The one millionth electronic referral or request for specialist advice in the South Island was processed on 16 March.
It’s a far cry from the days of handwritten notes and faxes between health care providers, and a huge step towards delivering a faster, smoother health journey for all South Island residents.
Development of the South Island Electronic Request Management System (ERMS) began in Canterbury in 2009 and, through a true collaborative effort, the millionth referral was processed by a medical centre in Southern DHB on 16 March.
The South Island Alliance, a collaboration of the five South Island DHBs, implemented ERMS across the entire South Island, effectively enabling referrals across DHB boundaries anywhere in the South Island.
Using ERMS, general practice teams make a referral or request for specialist advice via an electronic form, which is submitted directly to a secure referrals database.

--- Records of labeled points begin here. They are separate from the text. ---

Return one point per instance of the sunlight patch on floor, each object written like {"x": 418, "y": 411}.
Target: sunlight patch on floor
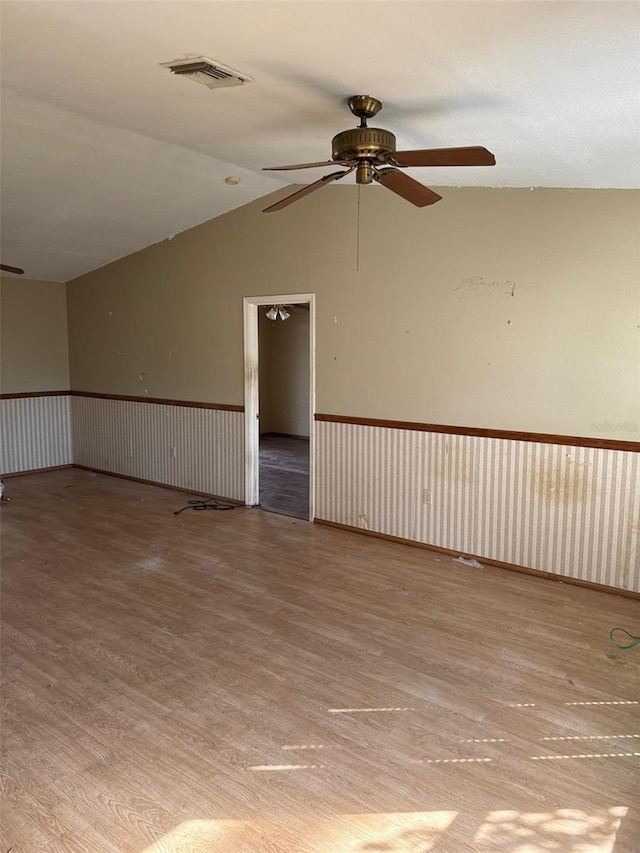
{"x": 566, "y": 830}
{"x": 400, "y": 832}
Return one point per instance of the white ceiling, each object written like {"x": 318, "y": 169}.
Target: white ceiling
{"x": 105, "y": 152}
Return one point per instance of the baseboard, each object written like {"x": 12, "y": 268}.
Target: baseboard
{"x": 512, "y": 567}
{"x": 34, "y": 471}
{"x": 157, "y": 483}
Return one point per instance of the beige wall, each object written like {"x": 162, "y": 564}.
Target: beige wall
{"x": 283, "y": 367}
{"x": 511, "y": 308}
{"x": 34, "y": 347}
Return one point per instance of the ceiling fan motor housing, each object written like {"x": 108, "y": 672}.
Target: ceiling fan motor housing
{"x": 363, "y": 143}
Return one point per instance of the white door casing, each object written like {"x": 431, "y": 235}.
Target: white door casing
{"x": 252, "y": 390}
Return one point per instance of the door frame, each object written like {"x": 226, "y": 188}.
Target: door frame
{"x": 252, "y": 391}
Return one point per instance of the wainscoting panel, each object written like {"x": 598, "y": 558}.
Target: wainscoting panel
{"x": 572, "y": 511}
{"x": 189, "y": 447}
{"x": 35, "y": 432}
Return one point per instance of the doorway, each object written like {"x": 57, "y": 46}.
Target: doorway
{"x": 279, "y": 403}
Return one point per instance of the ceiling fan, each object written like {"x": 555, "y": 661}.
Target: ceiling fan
{"x": 371, "y": 152}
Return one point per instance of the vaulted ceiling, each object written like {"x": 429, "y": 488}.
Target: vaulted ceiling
{"x": 105, "y": 151}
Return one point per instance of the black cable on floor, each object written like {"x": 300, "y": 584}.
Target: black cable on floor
{"x": 205, "y": 503}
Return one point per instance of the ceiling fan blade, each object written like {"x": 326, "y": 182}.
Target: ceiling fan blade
{"x": 299, "y": 166}
{"x": 404, "y": 185}
{"x": 474, "y": 155}
{"x": 285, "y": 202}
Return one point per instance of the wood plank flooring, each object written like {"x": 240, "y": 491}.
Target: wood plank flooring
{"x": 245, "y": 681}
{"x": 284, "y": 475}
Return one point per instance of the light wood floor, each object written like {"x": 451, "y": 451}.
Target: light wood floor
{"x": 244, "y": 681}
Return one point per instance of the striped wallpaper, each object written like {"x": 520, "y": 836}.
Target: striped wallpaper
{"x": 573, "y": 511}
{"x": 189, "y": 447}
{"x": 568, "y": 510}
{"x": 35, "y": 432}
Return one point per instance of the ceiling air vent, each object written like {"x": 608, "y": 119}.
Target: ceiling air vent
{"x": 210, "y": 73}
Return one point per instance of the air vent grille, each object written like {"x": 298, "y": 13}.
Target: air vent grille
{"x": 209, "y": 72}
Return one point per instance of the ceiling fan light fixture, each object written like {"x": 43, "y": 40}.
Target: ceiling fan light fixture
{"x": 209, "y": 72}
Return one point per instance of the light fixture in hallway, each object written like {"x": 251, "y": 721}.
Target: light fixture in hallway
{"x": 278, "y": 311}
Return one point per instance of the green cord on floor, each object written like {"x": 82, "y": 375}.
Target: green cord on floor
{"x": 634, "y": 640}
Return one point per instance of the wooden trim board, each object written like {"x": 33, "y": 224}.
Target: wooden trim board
{"x": 514, "y": 435}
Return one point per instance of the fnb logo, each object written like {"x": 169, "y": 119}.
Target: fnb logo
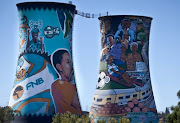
{"x": 32, "y": 84}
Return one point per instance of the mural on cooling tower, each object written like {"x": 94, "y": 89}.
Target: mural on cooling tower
{"x": 124, "y": 85}
{"x": 44, "y": 82}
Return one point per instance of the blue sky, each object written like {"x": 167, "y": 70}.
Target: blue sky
{"x": 164, "y": 45}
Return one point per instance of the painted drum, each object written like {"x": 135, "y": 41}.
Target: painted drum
{"x": 45, "y": 82}
{"x": 125, "y": 62}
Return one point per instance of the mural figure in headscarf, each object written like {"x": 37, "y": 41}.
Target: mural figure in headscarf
{"x": 35, "y": 43}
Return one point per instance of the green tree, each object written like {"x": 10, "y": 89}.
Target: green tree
{"x": 84, "y": 119}
{"x": 112, "y": 120}
{"x": 124, "y": 120}
{"x": 6, "y": 114}
{"x": 101, "y": 121}
{"x": 70, "y": 118}
{"x": 174, "y": 117}
{"x": 65, "y": 118}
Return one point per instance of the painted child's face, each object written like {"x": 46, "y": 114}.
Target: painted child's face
{"x": 134, "y": 48}
{"x": 111, "y": 40}
{"x": 111, "y": 59}
{"x": 126, "y": 24}
{"x": 123, "y": 49}
{"x": 66, "y": 64}
{"x": 35, "y": 36}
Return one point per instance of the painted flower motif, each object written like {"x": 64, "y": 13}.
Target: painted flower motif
{"x": 142, "y": 118}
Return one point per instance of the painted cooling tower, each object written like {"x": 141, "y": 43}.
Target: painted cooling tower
{"x": 44, "y": 82}
{"x": 124, "y": 84}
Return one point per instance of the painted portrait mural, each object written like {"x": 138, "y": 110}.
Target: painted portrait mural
{"x": 124, "y": 85}
{"x": 44, "y": 81}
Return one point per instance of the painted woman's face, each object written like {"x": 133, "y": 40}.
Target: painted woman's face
{"x": 66, "y": 64}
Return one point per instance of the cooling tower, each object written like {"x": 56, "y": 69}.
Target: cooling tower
{"x": 124, "y": 85}
{"x": 44, "y": 83}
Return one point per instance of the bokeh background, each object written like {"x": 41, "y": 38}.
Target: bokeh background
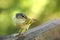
{"x": 42, "y": 10}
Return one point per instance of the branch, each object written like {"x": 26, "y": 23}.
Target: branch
{"x": 37, "y": 31}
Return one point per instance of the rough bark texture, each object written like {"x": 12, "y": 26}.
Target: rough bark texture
{"x": 46, "y": 31}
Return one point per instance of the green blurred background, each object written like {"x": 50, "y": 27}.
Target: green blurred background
{"x": 42, "y": 10}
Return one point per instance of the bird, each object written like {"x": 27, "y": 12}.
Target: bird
{"x": 22, "y": 22}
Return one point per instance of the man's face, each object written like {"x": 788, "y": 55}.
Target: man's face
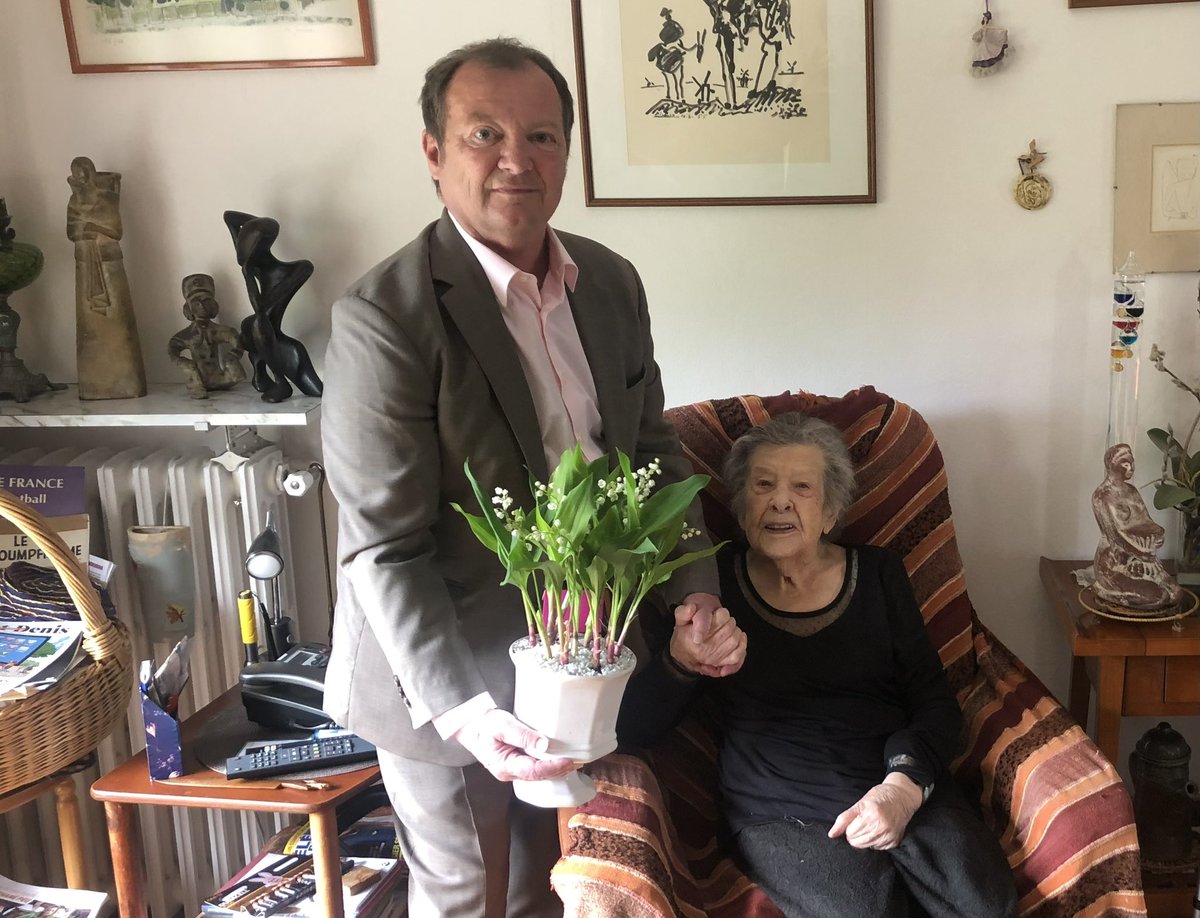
{"x": 503, "y": 161}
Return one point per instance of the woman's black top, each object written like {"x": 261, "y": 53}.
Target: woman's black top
{"x": 823, "y": 701}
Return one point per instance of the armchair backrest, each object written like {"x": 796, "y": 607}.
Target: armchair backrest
{"x": 901, "y": 499}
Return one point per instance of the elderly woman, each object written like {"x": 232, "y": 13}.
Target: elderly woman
{"x": 839, "y": 729}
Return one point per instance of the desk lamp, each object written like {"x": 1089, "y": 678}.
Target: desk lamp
{"x": 264, "y": 562}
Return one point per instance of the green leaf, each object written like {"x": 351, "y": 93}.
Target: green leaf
{"x": 1165, "y": 442}
{"x": 1167, "y": 496}
{"x": 670, "y": 503}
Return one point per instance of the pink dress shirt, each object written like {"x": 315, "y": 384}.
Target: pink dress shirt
{"x": 556, "y": 369}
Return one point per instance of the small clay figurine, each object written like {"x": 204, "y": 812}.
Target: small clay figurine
{"x": 991, "y": 48}
{"x": 1128, "y": 573}
{"x": 1032, "y": 191}
{"x": 214, "y": 360}
{"x": 270, "y": 285}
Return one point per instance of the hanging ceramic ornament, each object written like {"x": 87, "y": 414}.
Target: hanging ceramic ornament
{"x": 991, "y": 51}
{"x": 1032, "y": 191}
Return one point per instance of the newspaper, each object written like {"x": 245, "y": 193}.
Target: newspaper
{"x": 17, "y": 899}
{"x": 283, "y": 885}
{"x": 34, "y": 655}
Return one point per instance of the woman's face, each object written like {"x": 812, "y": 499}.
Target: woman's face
{"x": 785, "y": 510}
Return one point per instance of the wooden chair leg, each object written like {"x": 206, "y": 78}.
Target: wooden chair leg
{"x": 71, "y": 833}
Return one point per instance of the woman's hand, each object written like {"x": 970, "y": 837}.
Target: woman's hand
{"x": 706, "y": 640}
{"x": 879, "y": 820}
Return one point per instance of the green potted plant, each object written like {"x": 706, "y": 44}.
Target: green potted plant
{"x": 597, "y": 540}
{"x": 1179, "y": 484}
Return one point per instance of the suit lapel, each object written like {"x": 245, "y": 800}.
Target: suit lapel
{"x": 466, "y": 294}
{"x": 593, "y": 318}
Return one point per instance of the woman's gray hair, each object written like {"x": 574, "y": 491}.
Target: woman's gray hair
{"x": 795, "y": 430}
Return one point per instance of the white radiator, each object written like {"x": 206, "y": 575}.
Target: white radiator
{"x": 189, "y": 851}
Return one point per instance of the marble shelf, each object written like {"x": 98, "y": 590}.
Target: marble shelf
{"x": 166, "y": 405}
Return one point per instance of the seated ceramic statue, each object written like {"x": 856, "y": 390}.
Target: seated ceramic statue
{"x": 215, "y": 351}
{"x": 1128, "y": 571}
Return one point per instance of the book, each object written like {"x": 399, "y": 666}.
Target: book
{"x": 370, "y": 837}
{"x": 16, "y": 545}
{"x": 57, "y": 492}
{"x": 285, "y": 885}
{"x": 51, "y": 490}
{"x": 36, "y": 654}
{"x": 19, "y": 899}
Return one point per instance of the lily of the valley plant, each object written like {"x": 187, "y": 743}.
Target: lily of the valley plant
{"x": 1179, "y": 486}
{"x": 594, "y": 544}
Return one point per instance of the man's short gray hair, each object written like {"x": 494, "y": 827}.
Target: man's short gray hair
{"x": 795, "y": 430}
{"x": 496, "y": 54}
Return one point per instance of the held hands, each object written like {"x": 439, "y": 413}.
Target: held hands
{"x": 879, "y": 820}
{"x": 706, "y": 639}
{"x": 509, "y": 749}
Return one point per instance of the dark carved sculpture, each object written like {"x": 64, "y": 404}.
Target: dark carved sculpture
{"x": 270, "y": 285}
{"x": 214, "y": 351}
{"x": 1128, "y": 571}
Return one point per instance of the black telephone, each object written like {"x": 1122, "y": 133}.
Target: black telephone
{"x": 287, "y": 694}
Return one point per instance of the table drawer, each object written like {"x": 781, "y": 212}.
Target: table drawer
{"x": 1155, "y": 682}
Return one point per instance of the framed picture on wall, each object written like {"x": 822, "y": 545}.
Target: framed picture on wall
{"x": 107, "y": 36}
{"x": 684, "y": 103}
{"x": 1087, "y": 4}
{"x": 1157, "y": 205}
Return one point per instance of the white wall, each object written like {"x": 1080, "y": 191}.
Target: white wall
{"x": 990, "y": 319}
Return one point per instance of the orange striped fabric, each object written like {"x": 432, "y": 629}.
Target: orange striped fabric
{"x": 647, "y": 846}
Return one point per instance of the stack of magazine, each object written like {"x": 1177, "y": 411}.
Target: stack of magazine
{"x": 281, "y": 881}
{"x": 40, "y": 628}
{"x": 18, "y": 899}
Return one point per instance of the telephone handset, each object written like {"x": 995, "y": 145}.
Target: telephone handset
{"x": 287, "y": 694}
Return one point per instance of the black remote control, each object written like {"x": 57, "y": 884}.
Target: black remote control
{"x": 289, "y": 756}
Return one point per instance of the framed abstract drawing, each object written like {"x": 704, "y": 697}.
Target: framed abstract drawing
{"x": 1157, "y": 199}
{"x": 712, "y": 102}
{"x": 107, "y": 36}
{"x": 1087, "y": 4}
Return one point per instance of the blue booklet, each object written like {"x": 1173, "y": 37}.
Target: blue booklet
{"x": 51, "y": 490}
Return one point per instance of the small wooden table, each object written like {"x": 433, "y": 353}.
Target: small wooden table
{"x": 127, "y": 786}
{"x": 67, "y": 807}
{"x": 1138, "y": 669}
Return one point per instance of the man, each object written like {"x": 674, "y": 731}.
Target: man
{"x": 493, "y": 339}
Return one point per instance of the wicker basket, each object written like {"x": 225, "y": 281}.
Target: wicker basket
{"x": 53, "y": 727}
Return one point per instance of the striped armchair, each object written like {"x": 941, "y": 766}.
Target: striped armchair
{"x": 647, "y": 845}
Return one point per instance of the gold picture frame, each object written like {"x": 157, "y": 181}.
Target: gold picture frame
{"x": 113, "y": 36}
{"x": 1157, "y": 190}
{"x": 1089, "y": 4}
{"x": 687, "y": 105}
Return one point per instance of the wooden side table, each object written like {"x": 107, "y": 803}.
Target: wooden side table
{"x": 67, "y": 807}
{"x": 1138, "y": 669}
{"x": 129, "y": 786}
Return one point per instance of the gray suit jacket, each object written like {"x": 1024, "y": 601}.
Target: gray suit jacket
{"x": 420, "y": 375}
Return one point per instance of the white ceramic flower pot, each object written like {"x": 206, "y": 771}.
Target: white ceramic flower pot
{"x": 575, "y": 707}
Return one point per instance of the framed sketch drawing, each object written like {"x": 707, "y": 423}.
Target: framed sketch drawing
{"x": 1157, "y": 207}
{"x": 1086, "y": 4}
{"x": 106, "y": 36}
{"x": 719, "y": 102}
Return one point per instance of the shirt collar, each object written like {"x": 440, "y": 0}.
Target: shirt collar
{"x": 499, "y": 271}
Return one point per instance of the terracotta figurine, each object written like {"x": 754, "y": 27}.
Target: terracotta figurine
{"x": 107, "y": 348}
{"x": 214, "y": 349}
{"x": 270, "y": 285}
{"x": 1128, "y": 571}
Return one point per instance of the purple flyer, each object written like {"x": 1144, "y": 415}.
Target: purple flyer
{"x": 51, "y": 490}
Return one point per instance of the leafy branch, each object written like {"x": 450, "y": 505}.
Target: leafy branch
{"x": 588, "y": 552}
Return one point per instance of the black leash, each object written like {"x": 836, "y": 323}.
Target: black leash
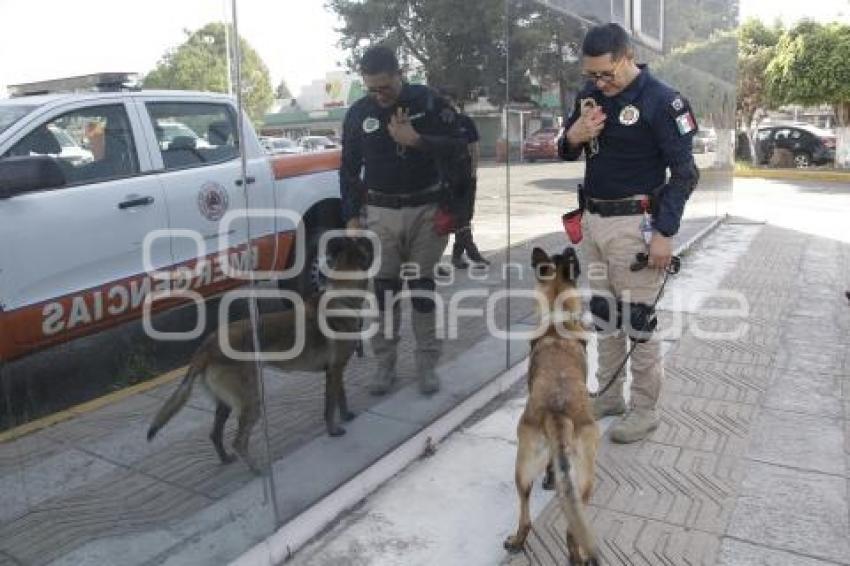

From there, requests are delivered automatically to any one of over 700 community and hospital services, public and private.
GPs and other referrers can select the most appropriate and convenient specialist and will be able to track their referrals, which provides certainty, clarity and transparency across the system for over a million South Island residents.
South Island Alliance General Manager, Jan Barber says, “By pooling our resources and working together, we’ve been able to achieve things that would have been impossible had we worked alone. Collaborating in this way has its challenges, but it means we can work to each other’s strengths, avoid duplication and ultimately improve the way we deliver services across our large and diverse South Island population.
“ERMS is one of several initiatives we are working on at a regional level that aim to provide people with equal access to the right care when they need it. We all need health care at some point in our lives and for me, it means peace of mind.”
ERMS provides health care providers across the South Island health system with an unprecedented level of connectedness. It also supports general practice and other community-based providers in their role as the central point for all patient care needs and strengthens their ability to provide care closer to home and help people stay well in their communities for longer.